Néanmoins, pourraient être aggravés: la classe de risque des clients ayant des difficultés structurelles; ou qui subissent des difficultés suite à la crise actuelle; ainsi que les clients qui n’arriveraient pas à honorer leurs nouveaux engagements suite au réaménagement de leurs échéanciers de crédits. Et ce, conformément aux critères prévus par la circulaire de la BCT n°1991-24 du 17 décembre 1991.
De même, notons qu’outre le report d’échéances, la circulaire de la BCT exige des banques et des établissements financiers de continuer à financer les entreprises et les professionnels.

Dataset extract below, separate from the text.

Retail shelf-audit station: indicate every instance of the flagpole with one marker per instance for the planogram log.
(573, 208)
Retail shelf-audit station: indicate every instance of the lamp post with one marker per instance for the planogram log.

Les échéances reportées et les nouveaux financements accordés donnent lieu au refinancement de la BCT, selon les conditions en vigueur.
Toutefois et en l’absence totale de visibilité sur les retentissements économiques et financiers de la crise Covid-19 et son prolongement dans le temps et en l’absence de connaissance parfaite des clients (KYC), de données financières actualisées fiables fournies par ces derniers et de données prévisionnelles pertinentes établies à cet effet, toute décision d’octroi de nouveaux crédits pourrait relever, dans certaines mesures, de l’arbitraire!
Fort malheureusement, cette situation pourrait affecter significativement la qualité d’exposition aux risques des banques et des établissements financiers. Elle serait aggravée davantage par un effet de contagion ravageur. Et aurait, par la même, des conséquences dommageables sans précédent sur l’ensemble du secteur, conclut Walid Ben Salah.